Quando si tratta di optare tra due o più alternative, nel prendere una decisione possiamo utilizzare due differenti metodi: il giudizio per elezione o il giudizio per esclusione. Il primo criterio si concentra sui pregi, il secondo sui difetti. Succede quindi che, a seconda dell’approccio scelto e a parità di condizioni, si possa giungere a conclusioni diverse; perché “scartare non è l’immagine speculare, per così dire, il negativo, di scegliere” (Chi crediamo di essere? – M.Piattelli Palmarini).

Ma io intendo fare un passo indietro e domandare: cosa ci spinge ad adottare liberamente un approccio piuttosto che l’altro, cioè l’elezione piuttosto che l’esclusione (soprattutto se ciò avviene senza particolari tentennamenti)? Penso che le risposte possano essere due: o la presenza di un pregio talmente evidente e importante, per cui la contemporaneità di eventuali difetti diventa oggettivamente minoritaria (e viceversa); oppure l’influenza di un nostro pre-giudizio che ci spinge a ritenere un pregio decisamente più determinante di un difetto (o viceversa).

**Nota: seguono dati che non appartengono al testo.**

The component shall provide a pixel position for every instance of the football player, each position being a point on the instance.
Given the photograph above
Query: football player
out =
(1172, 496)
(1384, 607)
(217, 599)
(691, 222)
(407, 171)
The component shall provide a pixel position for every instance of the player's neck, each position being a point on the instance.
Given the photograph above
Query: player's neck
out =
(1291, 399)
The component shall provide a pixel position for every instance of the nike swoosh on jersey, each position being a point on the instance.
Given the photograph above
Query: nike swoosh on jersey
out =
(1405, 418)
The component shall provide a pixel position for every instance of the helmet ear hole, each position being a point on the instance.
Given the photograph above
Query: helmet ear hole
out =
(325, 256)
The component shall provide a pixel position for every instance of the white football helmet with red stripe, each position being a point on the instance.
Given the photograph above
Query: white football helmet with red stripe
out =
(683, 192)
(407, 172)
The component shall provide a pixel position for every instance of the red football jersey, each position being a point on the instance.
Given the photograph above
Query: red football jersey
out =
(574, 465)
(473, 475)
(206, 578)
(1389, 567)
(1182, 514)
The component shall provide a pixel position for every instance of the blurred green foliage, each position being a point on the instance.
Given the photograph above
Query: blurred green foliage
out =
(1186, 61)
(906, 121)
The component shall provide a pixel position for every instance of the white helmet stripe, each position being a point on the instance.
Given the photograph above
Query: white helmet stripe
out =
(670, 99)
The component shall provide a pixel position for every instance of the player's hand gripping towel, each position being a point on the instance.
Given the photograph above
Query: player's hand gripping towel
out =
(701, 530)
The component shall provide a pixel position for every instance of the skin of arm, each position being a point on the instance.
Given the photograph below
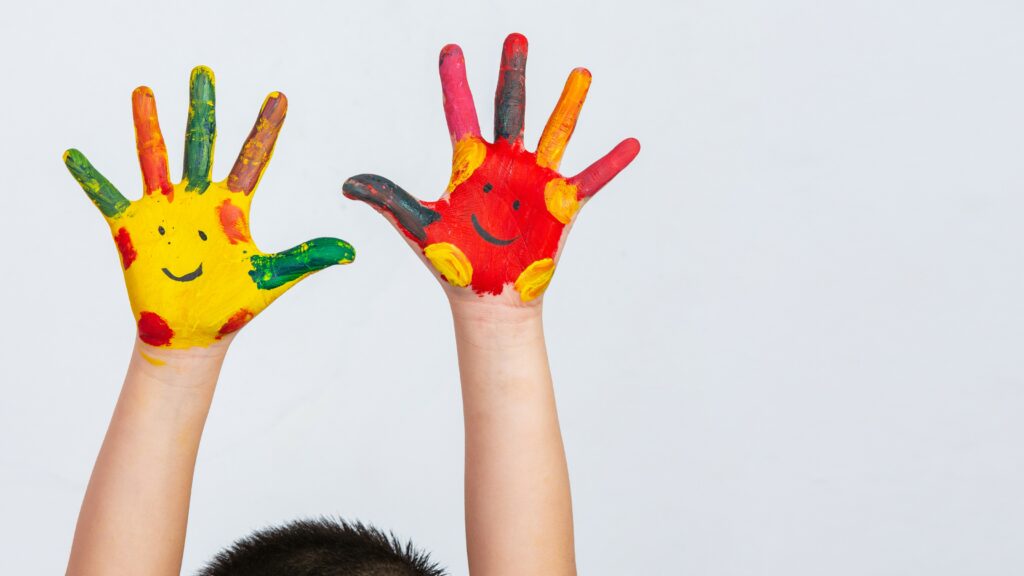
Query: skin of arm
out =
(195, 278)
(135, 509)
(493, 240)
(518, 507)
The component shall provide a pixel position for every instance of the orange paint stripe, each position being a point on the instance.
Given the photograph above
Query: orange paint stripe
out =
(562, 121)
(259, 146)
(232, 221)
(150, 142)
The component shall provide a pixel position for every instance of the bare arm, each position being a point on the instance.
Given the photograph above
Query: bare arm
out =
(136, 507)
(518, 508)
(195, 278)
(494, 239)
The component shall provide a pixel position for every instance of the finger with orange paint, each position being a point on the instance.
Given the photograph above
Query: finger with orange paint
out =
(194, 273)
(498, 229)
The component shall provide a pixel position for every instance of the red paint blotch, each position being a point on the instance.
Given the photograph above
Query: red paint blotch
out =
(128, 253)
(236, 323)
(232, 221)
(154, 330)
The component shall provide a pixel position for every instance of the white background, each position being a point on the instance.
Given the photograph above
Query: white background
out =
(785, 340)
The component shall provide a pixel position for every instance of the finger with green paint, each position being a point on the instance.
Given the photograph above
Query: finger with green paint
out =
(194, 274)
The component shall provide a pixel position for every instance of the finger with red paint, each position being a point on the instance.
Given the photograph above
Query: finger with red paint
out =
(498, 228)
(194, 274)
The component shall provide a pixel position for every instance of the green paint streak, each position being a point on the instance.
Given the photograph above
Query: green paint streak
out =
(271, 271)
(98, 189)
(201, 130)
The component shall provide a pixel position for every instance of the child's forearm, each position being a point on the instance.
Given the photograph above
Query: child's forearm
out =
(518, 507)
(136, 507)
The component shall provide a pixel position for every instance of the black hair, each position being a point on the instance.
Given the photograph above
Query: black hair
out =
(322, 547)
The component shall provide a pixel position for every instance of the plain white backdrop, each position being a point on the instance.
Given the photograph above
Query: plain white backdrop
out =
(786, 340)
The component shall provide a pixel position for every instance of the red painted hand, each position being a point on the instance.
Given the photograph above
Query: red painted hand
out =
(506, 211)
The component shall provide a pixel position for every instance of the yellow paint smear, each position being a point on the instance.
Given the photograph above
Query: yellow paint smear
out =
(560, 198)
(451, 261)
(466, 158)
(534, 281)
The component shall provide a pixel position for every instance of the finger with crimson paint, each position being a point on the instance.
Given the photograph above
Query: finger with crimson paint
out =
(500, 224)
(194, 273)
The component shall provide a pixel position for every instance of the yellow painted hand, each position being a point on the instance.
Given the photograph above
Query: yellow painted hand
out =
(193, 272)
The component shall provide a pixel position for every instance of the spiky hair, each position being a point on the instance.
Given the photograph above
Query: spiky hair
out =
(322, 547)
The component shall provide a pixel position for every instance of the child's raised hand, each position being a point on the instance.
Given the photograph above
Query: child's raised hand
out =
(506, 211)
(194, 273)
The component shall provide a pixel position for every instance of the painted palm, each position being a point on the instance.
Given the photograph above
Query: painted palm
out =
(503, 217)
(194, 273)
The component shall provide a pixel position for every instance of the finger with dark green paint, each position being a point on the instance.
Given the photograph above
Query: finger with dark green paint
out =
(271, 271)
(201, 131)
(510, 97)
(99, 190)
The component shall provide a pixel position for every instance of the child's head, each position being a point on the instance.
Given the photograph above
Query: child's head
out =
(322, 547)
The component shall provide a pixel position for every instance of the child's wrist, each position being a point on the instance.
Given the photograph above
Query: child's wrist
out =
(180, 368)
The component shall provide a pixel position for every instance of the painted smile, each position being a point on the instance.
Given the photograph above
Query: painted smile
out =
(487, 236)
(186, 278)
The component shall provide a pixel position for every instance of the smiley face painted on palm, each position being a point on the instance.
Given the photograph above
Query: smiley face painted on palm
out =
(194, 274)
(505, 212)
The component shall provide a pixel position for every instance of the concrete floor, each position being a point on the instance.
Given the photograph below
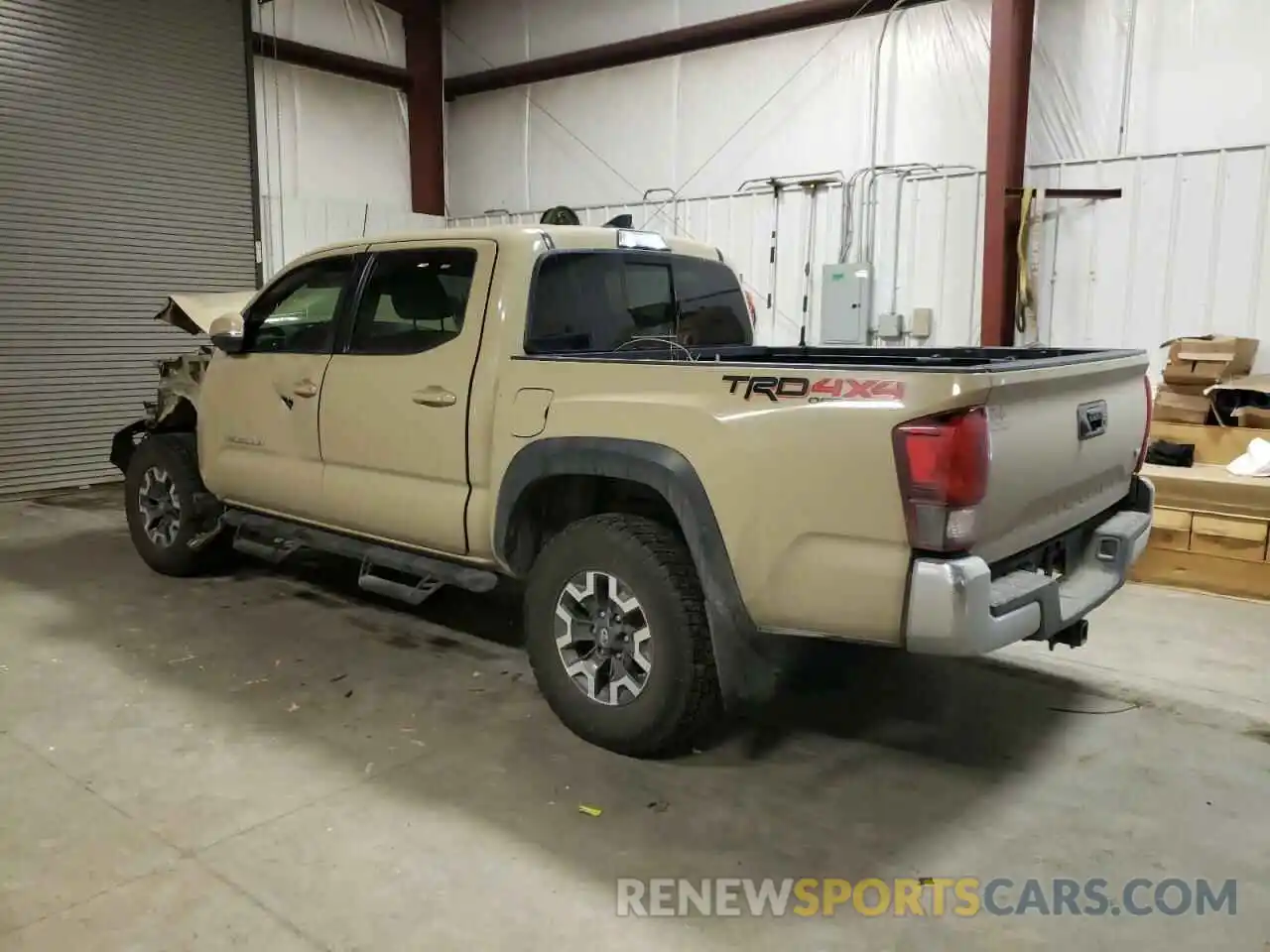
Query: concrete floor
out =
(275, 763)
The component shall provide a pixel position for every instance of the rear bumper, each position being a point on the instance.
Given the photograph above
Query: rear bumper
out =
(955, 607)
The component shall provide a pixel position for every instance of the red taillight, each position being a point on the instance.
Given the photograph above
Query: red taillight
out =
(1146, 429)
(943, 465)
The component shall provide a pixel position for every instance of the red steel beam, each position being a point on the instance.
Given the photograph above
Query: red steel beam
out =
(289, 51)
(1008, 80)
(426, 107)
(685, 40)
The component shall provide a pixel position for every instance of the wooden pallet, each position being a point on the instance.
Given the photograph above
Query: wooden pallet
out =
(1211, 530)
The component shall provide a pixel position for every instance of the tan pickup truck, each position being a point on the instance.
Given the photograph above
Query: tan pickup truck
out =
(584, 411)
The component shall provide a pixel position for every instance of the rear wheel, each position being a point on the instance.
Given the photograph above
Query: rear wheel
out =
(617, 636)
(167, 508)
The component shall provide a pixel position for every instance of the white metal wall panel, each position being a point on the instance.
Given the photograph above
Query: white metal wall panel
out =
(295, 226)
(125, 177)
(1185, 250)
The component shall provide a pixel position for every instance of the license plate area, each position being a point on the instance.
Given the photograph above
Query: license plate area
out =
(1052, 557)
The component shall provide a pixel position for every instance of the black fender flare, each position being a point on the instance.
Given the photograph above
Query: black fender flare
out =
(746, 673)
(123, 444)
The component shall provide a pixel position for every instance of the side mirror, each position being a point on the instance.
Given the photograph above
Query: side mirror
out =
(226, 333)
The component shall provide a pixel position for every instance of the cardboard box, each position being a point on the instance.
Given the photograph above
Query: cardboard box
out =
(1180, 407)
(1254, 416)
(1254, 393)
(1209, 359)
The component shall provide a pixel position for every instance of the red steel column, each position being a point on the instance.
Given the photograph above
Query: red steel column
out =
(426, 107)
(1008, 79)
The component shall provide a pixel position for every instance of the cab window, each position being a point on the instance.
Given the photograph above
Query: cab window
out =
(413, 301)
(296, 315)
(603, 301)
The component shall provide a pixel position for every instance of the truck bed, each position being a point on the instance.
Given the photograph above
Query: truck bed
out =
(960, 359)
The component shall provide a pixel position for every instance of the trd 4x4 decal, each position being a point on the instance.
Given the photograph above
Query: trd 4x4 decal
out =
(820, 391)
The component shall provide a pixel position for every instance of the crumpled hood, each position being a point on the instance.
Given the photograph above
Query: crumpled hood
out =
(194, 313)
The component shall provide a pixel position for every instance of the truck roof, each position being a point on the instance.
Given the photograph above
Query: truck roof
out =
(572, 236)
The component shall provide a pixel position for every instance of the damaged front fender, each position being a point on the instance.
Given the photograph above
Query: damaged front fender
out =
(176, 404)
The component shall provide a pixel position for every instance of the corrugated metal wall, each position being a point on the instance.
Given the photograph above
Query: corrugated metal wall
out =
(125, 176)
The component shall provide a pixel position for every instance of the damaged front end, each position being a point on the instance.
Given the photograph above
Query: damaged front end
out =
(176, 404)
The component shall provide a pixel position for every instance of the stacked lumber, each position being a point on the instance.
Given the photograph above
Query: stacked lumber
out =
(1211, 529)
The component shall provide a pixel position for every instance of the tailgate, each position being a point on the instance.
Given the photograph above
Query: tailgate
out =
(1065, 442)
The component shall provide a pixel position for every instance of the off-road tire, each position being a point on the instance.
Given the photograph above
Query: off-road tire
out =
(177, 456)
(681, 699)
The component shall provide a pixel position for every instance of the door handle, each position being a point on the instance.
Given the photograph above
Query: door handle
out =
(434, 397)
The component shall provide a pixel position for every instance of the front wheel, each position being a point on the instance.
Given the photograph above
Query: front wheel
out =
(168, 517)
(617, 636)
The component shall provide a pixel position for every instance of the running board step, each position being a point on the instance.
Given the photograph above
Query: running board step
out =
(273, 539)
(413, 594)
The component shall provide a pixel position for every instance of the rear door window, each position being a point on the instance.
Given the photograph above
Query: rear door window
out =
(603, 301)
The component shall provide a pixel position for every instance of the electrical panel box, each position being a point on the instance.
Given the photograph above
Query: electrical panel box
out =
(889, 326)
(844, 290)
(922, 322)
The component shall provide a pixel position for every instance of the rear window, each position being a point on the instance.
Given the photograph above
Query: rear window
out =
(601, 301)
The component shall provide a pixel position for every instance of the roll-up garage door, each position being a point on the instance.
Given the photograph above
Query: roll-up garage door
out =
(125, 177)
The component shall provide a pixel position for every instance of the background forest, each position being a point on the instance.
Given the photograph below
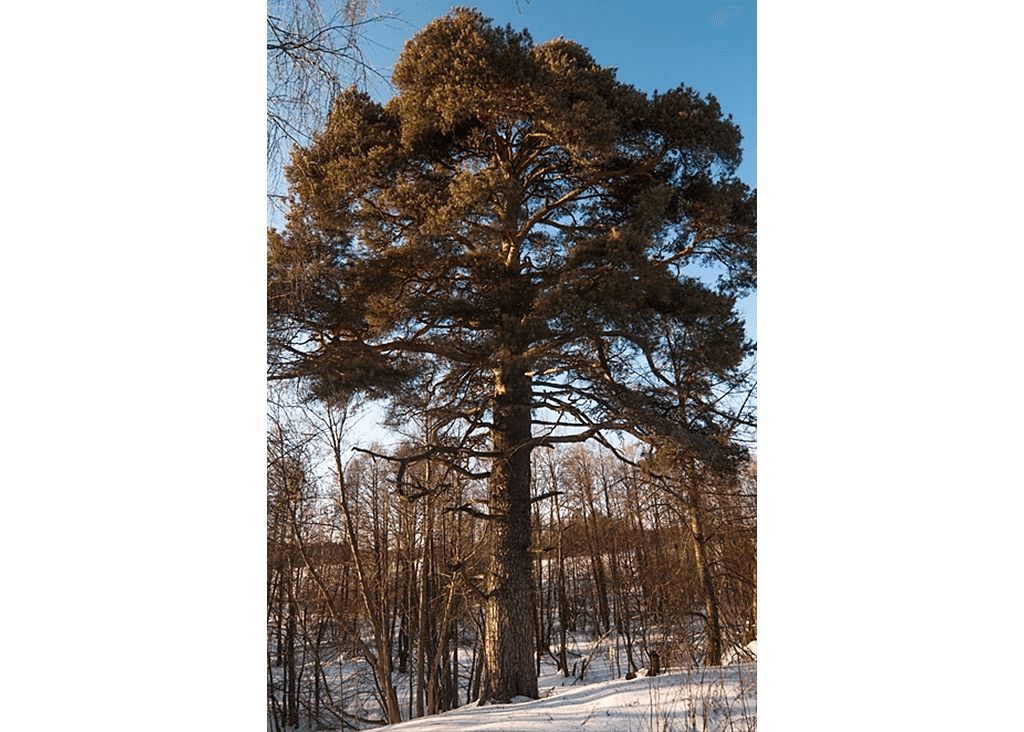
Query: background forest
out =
(500, 262)
(627, 557)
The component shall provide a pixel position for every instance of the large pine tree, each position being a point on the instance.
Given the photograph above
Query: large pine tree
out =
(504, 241)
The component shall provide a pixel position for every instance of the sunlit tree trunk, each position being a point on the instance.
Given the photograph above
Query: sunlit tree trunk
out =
(509, 640)
(713, 620)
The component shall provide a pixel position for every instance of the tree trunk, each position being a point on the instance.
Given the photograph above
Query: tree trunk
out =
(510, 638)
(714, 649)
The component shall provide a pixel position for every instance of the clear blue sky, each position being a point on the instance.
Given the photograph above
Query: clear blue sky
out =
(655, 45)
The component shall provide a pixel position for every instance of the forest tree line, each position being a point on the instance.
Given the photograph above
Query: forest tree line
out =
(505, 257)
(388, 583)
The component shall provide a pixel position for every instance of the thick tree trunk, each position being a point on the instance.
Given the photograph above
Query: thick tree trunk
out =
(714, 649)
(510, 639)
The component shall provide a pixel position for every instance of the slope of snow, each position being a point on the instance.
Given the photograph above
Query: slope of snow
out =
(716, 698)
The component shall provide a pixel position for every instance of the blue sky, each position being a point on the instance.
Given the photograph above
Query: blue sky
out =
(655, 45)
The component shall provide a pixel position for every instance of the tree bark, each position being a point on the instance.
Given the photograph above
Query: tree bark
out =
(714, 648)
(509, 640)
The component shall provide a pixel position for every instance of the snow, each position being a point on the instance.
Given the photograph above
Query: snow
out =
(704, 699)
(678, 699)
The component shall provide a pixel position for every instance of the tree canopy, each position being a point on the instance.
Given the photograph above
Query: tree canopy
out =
(503, 247)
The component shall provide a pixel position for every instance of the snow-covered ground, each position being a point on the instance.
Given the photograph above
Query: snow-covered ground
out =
(699, 699)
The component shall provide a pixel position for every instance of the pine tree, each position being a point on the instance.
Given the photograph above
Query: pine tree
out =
(502, 245)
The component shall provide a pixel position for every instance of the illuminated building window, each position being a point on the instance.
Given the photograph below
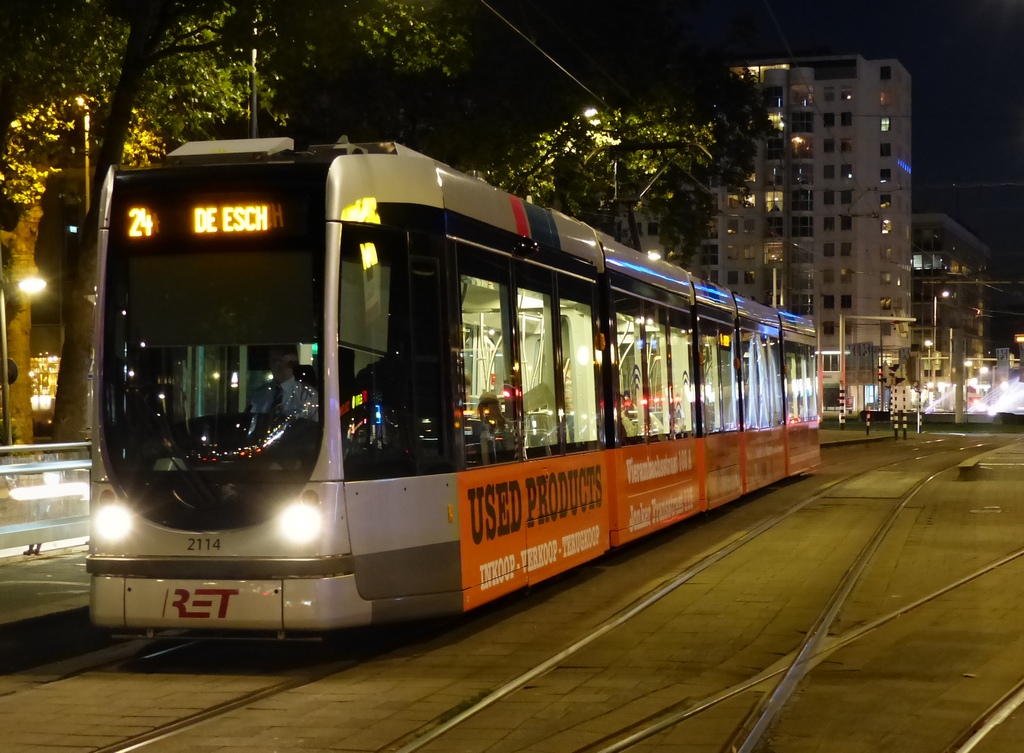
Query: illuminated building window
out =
(802, 122)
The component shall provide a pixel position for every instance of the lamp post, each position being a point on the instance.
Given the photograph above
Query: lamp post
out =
(80, 100)
(28, 285)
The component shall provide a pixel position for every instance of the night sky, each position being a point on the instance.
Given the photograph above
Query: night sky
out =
(966, 59)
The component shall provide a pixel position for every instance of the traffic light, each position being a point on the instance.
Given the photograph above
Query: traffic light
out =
(894, 377)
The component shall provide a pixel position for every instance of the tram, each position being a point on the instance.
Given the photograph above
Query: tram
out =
(478, 393)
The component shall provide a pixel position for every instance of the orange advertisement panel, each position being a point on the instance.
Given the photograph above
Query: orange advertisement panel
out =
(722, 457)
(655, 486)
(522, 523)
(764, 454)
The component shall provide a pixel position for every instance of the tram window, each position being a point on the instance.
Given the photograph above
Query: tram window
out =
(656, 359)
(578, 373)
(762, 387)
(491, 414)
(629, 342)
(801, 382)
(374, 358)
(681, 342)
(537, 370)
(717, 358)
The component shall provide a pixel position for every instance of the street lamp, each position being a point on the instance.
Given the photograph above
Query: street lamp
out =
(80, 100)
(28, 285)
(935, 331)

Date queste premesse, ognuno può a questo punto decidere se il caso di Eduardo Severin cade nella categoria della “ragionevole oggettività” o in quella dell'”influenza del pre-giudizio”.
Per me è la seconda che ho detto, perché credo che il libertario sia molto condizionato dall’affetto che prova per il proprio portafoglio (e dal senso di sicurezza personale che questi può dare, quando è bello gonfio).
Tuttavia, anche se ciò fosse dimostrato senza ombra di dubbio, non arriverei mai a proporre contromisure autoritarie per impedire al soggetto di realizzare il proprio sogno d’amore.